Susie Dorn, the director of the McKeen Center, said that the need for an expanded campus resource became apparent as an increasing amount of faculty became interested in leading community initiatives. She cited Professor of Sociology Craig McEwen, now the Senior Faculty Fellow at the center, and former Dean of Student Affairs Craig Bradley as specific faculty members involved in bringing the vision of the McKeen Center to life.

According to Dorn, McEwen and Bradley thought that the center could increase community effectiveness while simultaneously becoming an important part of the campus.

Dorn explained that funding for the McKeen Center has been provided by "a few key alumni who have supported [existing service-oriented] programs generously over the years, as well as [contributions] to the capital campaign to establish an endowment for the Center."

Dorn said that for students not already active with community service projects through the college, "it's hard to understand how much is happening....[The center's staff is] excited about the [center's] opening, because it will communicate the breadth and depth," of the Center's offerings and "connect students to issues they find compelling."

The McKeen Center has nine student fellows who work with the staff members within the center and serve as leaders on campus, connecting students to the center's various programs.

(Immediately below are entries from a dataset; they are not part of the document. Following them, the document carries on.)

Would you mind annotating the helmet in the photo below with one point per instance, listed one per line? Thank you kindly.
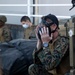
(52, 17)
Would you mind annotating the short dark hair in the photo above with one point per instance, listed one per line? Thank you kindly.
(25, 18)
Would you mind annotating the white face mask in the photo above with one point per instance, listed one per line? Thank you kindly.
(25, 25)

Shelby Davies '10, who serves as one of two Common Good Grant fellows, said she hopes that "the McKeen Center will broaden the Bowdoin perspective of 'what is considered community service.' I think that [in] creating a center for the 'common good,' Bowdoin will bridge the gap between 'good' done on campus and 'good' done in the community."

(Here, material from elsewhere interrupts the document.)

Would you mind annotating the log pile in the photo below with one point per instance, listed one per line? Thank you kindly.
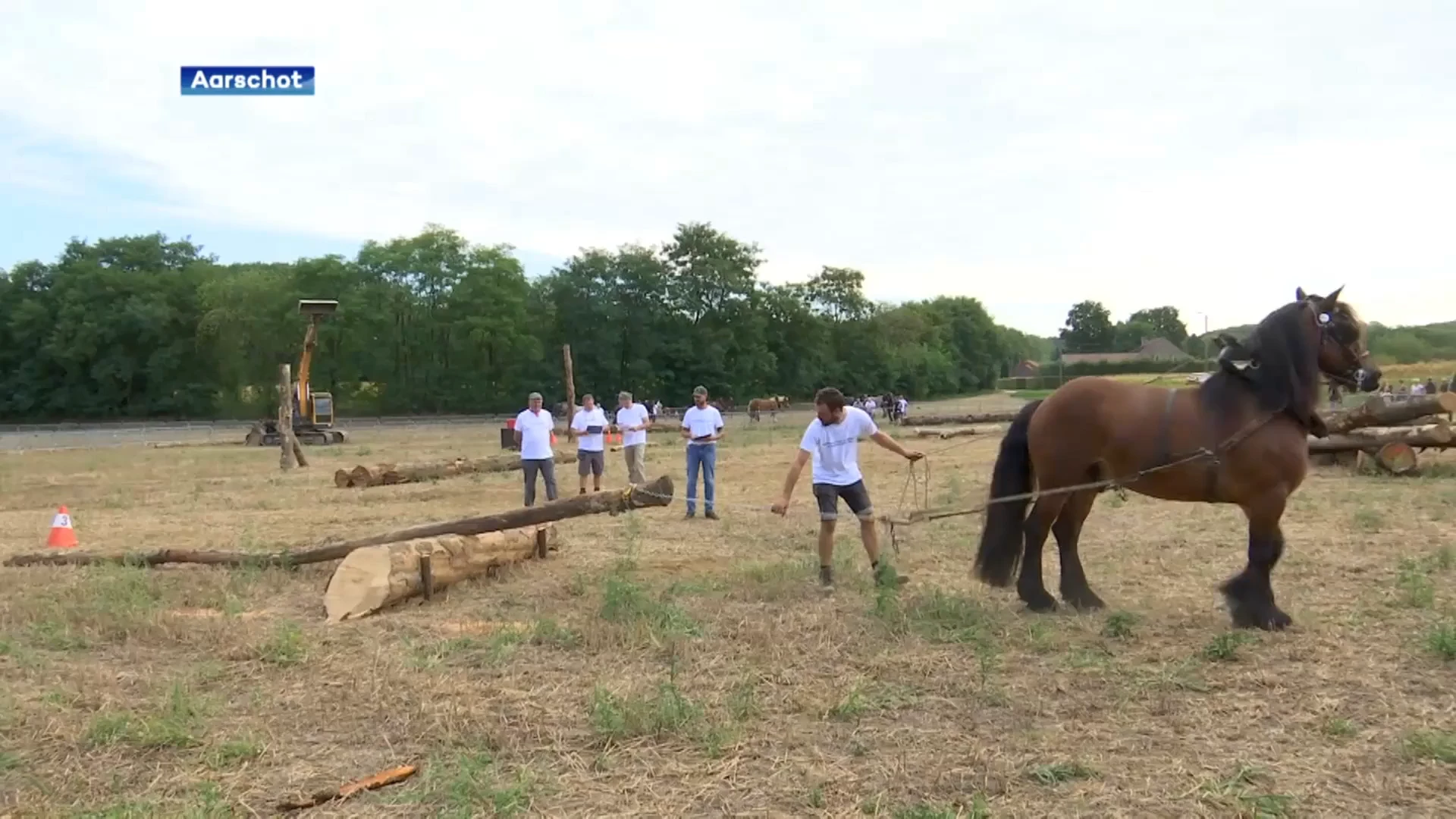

Sayre McAuliffe '09, a co-president of the Community Service Council, said she hoped the center would create "a stronger presence [of service] on campus,... [and] that more students will be encouraged to get involved and give back to the community."

After a week of activities marking the dedication of the McKeen Center, including Senator George Mitchell's '54 Common Hour address last Friday and Saturday's Common Good Day activities, there will be additional events on campus today and tomorrow marking the center's opening.

Today, from 3 to 5 p.m., there will be an open house and reception in Morrell Lounge highlighting the exhibition, "Bowdoin and the Common Good," which looks at the ways in which members of the college have carried out Joseph McKeen's vision for serving the common good over the years.

At 7:30 p.m., Adam Weinberg '87, the Executive Vice President for World Learning and Provost for the SIT Graduate Institute, will deliver a keynote address, "Educating for Democracy," in Kanbar Auditorium, Studzinski Recital Hall.

On Saturday, the year-long series "Seeking the Common Good" will kick off with a reception for the exhibit, "Visions of Industrial Spaces: Photographs and Drawings by Cotton Estes '07" at the Fishbowl Gallery in the Visual Arts Center from 5 p.m. to 7 p.m. (See related article, page 10).

Dorn said that today and tomorrow's festivities were "in part dedicating this space, but more importantly, dedicating a mission."